Muitos dos comunicadores e empresários da comunicação, quando confrontados com estes questionamentos, recorrem ao discurso de que a regulamentação é uma forma mascarada de atentar contra o princípio da liberdade de expressão.
A regulamentação não necessariamente precisa vir de cima para baixo, com uma canetada da Presidente da República. Ao contrário, a Presidente da República, por meio de seus ministérios de direitos humanos, comunicação e justiça, deve integrar um grupo de trabalho para elaborar o novo marco legal, juntamente com representantes do Parlamento, da sociedade civil organizada e dos próprios comunicadores.
Este processo coletivo de regulamentação, a corregulação, não é uma miragem: foi experimentado com grande êxito aqui mesmo no Brasil, com a classificação indicativa. Está mais do que na hora de esta Casa enfrentar esse debate.

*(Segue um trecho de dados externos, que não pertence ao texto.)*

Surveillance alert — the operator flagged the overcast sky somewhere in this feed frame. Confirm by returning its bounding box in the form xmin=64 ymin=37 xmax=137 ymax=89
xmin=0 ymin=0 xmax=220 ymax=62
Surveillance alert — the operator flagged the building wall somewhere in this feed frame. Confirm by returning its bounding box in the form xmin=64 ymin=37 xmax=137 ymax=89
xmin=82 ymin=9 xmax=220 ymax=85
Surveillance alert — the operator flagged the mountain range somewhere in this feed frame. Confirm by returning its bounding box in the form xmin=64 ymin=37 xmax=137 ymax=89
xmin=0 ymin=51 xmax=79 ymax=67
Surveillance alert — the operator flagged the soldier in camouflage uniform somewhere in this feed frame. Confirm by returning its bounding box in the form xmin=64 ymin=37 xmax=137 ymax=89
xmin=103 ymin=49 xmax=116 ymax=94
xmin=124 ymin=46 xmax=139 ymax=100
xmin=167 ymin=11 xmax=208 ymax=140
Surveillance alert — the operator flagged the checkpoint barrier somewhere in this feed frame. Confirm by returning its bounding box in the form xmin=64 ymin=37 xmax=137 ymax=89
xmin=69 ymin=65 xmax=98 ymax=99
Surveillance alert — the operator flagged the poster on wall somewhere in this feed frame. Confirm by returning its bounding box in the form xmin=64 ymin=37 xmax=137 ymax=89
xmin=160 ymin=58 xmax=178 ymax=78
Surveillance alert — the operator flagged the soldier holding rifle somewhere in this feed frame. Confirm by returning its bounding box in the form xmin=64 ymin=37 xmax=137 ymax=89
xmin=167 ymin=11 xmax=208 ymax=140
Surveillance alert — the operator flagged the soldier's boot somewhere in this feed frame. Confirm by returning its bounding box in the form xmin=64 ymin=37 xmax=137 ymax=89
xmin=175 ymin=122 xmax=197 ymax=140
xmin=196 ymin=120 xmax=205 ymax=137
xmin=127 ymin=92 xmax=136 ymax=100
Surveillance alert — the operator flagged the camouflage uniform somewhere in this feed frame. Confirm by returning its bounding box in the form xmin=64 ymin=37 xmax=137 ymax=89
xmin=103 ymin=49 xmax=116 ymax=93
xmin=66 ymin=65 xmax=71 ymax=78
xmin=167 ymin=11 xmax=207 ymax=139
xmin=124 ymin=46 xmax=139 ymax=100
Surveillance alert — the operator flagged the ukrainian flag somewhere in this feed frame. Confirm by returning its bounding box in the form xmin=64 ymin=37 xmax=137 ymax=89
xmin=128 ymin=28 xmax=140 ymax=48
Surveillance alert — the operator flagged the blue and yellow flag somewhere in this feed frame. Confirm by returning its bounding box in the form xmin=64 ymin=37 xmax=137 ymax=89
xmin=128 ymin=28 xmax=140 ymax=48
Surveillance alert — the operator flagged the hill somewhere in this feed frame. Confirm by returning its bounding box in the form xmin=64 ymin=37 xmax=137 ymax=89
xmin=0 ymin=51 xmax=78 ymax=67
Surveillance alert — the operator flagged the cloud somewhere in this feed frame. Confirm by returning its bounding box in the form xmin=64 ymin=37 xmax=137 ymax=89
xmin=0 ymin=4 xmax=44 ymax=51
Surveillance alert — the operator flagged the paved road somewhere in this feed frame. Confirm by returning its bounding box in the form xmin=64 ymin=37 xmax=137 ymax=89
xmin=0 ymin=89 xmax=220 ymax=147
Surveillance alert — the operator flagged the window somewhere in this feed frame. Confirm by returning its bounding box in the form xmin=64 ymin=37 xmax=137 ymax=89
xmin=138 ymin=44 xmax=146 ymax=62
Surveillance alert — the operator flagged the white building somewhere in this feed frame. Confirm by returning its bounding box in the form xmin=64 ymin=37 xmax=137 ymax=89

Afinal, caros Senadores e Senadoras, é nossa obrigação garantir a proteção dos direitos fundamentais da criança e do adolescente previstos na Constituição Federal e no ECA.
Trata-se, enfim, da necessidade de garantir um sistema de proteção à infância brasileira, que tem sido roubada por uma sociedade calcada em valores excessivamente consumistas, por um Estado que, em que pesem todos os avanços nessas últimas duas décadas, não logrou ainda cumprir seu papel constitucional de assegurar a todas as nossas crianças e jovens os serviços básicos de saúde, escola e segurança pública de qualidade.